Déperdition dans les comex

 

Le comité exécutif (comex) de BNP Paribas ne compte ainsi qu’une seule femme parmi ses 17 membres, tandis que celui de Société Générale en dénombre 2 sur 13. Chez Crédit Agricole SA, une femme est présente au comex de 23 membres, tandis que le comité de direction (codir) de 14 membres est entièrement masculin. Les chiffres sont globalement mauvais. « Le secteur financier est confronté à un problème : les métiers attirent les femmes en début de carrière, mais peu d’entre elles évoluent ensuite à des postes de direction », relève Valérie Rocoplan, dirigeante de la société de coaching Talentis, qui a travaillé avec plusieurs entreprises de la banque-assurance sur le sujet de la mixité.
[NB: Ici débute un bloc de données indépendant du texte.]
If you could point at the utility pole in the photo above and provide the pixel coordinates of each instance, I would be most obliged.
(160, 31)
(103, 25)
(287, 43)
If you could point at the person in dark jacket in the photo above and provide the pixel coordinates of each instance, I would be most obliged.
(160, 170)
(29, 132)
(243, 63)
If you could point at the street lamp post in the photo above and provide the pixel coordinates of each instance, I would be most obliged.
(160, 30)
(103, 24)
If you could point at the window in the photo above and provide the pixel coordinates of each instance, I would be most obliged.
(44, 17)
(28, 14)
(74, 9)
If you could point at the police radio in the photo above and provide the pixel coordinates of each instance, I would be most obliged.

Une étude publiée en 2013 par le réseau Financi’Elles en partenariat avec Deloitte confirme en effet que si 55 % des cadres sont des femmes dans l’industrie de la finance, cette proportion se réduit au fur et à mesure que l’on monte dans les organigrammes. Ainsi, elles ne sont plus que 22 % dans le top des 200 à 500 managers, puis 19 % dans le top 50, et enfin 16 % dans les instances dirigeantes.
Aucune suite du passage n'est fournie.